PALABRAS ALUSIVAS DR. VÍCTOR SEGURA LEMUS PRESIDENTE DEL CONGRESO AMICAC, EL SALVADOR 2020

A pesar de la adversidad

Creo que pocos imaginaron las consecuencias que traería la pandemia del covid-19. Cuando todo comenzó, muchos creíamos que enfrentaríamos algo similar a la influenza o al SARSCoV1 ¡Que equivocados estábamos! Poco a poco entendimos las dimensiones de la catástrofe mundial. El proceso gripal, transitó a una neumonía
y ha finalizado como una enfermedad multisistémica que ha provocado la muerte a millones de personas. Lejos del impacto en la salud pública, jamás imaginamos el drama social de esta enfermedad. Las calles vacías, los ancianos refugiados en sus casas, los pacientes con enfermedades crónicas intentando protegerse en una coraza impenetrable contra el virus, los niños resguardados en sus hogares.

Nos concebimos como servidores de la salud, protectores de los postulados de Hipócrates, guardianes de los desposeídos y albaceas del color blanco ¡Nunca entendimos que éramos soldados y que podríamos morir ben esta guerra! La pandemia nos lo hizo entender con los primeros fallecidos. Maestros, colegas y amigos que tomaron nuestras manos antes de fallecer. Esos seres queridos, ajenos a nuestra sangre, a quienes vimos agonizar y sufrir. Obviamente, una parte de nuestra vida se fue con ellos al decir adiós.

Ante todo, en este contexto nos preguntamos ¿Vale la pena hacer un congreso? Somos sinceros al manifestar que al principio estábamos dubitativos y vacilantes. Tanto dolor, temor y cansancio, podrían contraponerse a un evento que siempre hemos considerado como una fiesta ¿Cómo lo tomarán los colegas? Fue una de las
preguntas que nos hicimos en algún momento.

Con los días pudimos reflexionar sobre el hecho que el virus era un evento único que había desnudado nuestra fragilidad y que ahora nos tocaba estar de pie para mostrar nuestra fortaleza. Era como enviar un mensaje al cielo diciéndole a nuestros amigos ¡Estamos de pie!

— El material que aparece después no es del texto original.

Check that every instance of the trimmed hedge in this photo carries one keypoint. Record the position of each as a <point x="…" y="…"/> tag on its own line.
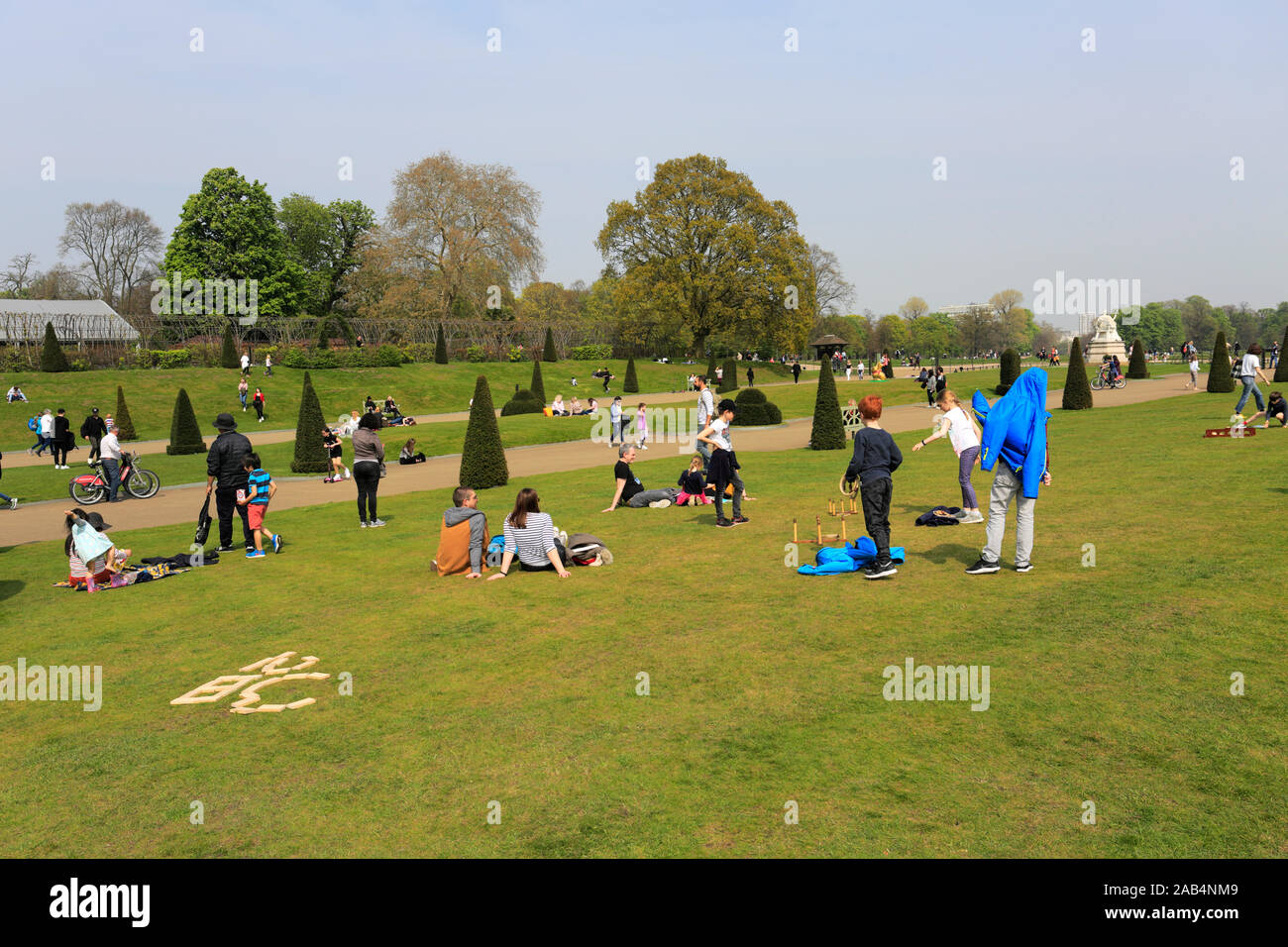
<point x="184" y="433"/>
<point x="483" y="458"/>
<point x="1077" y="386"/>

Y vamos a luchar con las armas que tengamos disponibles.

De esa manera, concebimos que era el momento para que surgiera el primer congreso centroamericano y del caribe en modalidad virtual y que AMICAC era el llamado a dar los primeros pasos en un terreno desconocido, pero en el cual no teníamos temor de transitar. Era el momento de decirle al virus, que no podía encarcelarnos con nuestros temores y que unidos podíamos romper las barreras que nos aprisionaban.

Nos hemos provisto de una serie de becas para honrar nuestra frase “En honor a los profesionales de la salud víctimas de la pandemia COVID-19”. Gracias a nuestros amigos del área farmacéutica, hemos logrado darle soporte a una serie de subvenciones destinadas a los héroes de esta tragedia y también hemos logrado reducir los costos de inscripción para este evento. De nuevo ¡Gracias a todos ellos! Por creer en nuestro proyecto en el momento que más lo necesitábamos.

Un saludo a todos nuestros hermanos del área centroamericana y el caribe ¡Estamos unidos y tomados de las manos! Juntos caminado hacia un nuevo paradigma de la educación y que nos permitirá compartir en forma amplia los conocimientos que necesitamos, para desarrollar una profesión más tecnificada y actualizada.

Hoy más que nunca estamos de pie y a través de los lazos virtuales de la amistad les acercamos nuestro abrazo fraterno diciendo ¡Juntos de pie! ¡Juntos con AMICAC! Que nuestra frase se extienda hasta el cielo y que nuestros amados que nos precedieron en el viaje de la vida sonrían por nuestro atrevimiento y digan ¡Juntos también! ¡Juntos por el Salvador! El virus no nos venció, a pesar de la adversidad, estamos de pie.